Non, tout en reconnaissant ce que la science et l’expérience ont ajouté au génie d’Ingres, il faut reconnaître aussi que ce génie privilégié emprunte de son propre fonds ses ressources principales et le meilleur de son éloquence, qu’il suit une vocation bien plutôt qu’une loi imposée, qu’en un mot, convaincu de bonne heure et pour jamais, il n’est resté si fidèle à lui-même que parce qu’il aimait d’une passion tout instinctive les doctrines qu’il avait embrassées. Ingres, avec sa foi invariable, avec l’intraitable énergie de son dévouement au beau et au vrai, Ingres est avant tout un croyant. Voilà ce qui ressort de sa vie et de ses ouvrages et la moralité essentielle qu’il en faut tirer ; c’est par là que les exemples qu’il a laissés nous seront profitables, en dehors de l’admiration à laquelle ils ont droit par eux-mêmes.
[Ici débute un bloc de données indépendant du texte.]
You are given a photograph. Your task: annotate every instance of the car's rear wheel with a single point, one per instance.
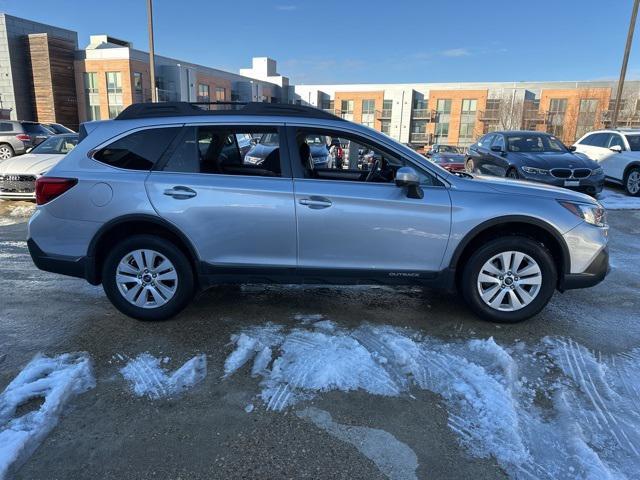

Ils nous rappellent une fois de plus qu’on n’est un artiste qu’à la condition de se donner, de se sacrifier tout entier, qu’il n’y a en pareil cas ni degrés dans le zèle ni demi-mesures dans la pratique, et qu’en matière d’art, comme dans une sphère plus haute encore, le gain des combats de la vie est promis aux cœurs de bonne volonté, et le royaume de la gloire aux violens.


HENRI DELABORDE.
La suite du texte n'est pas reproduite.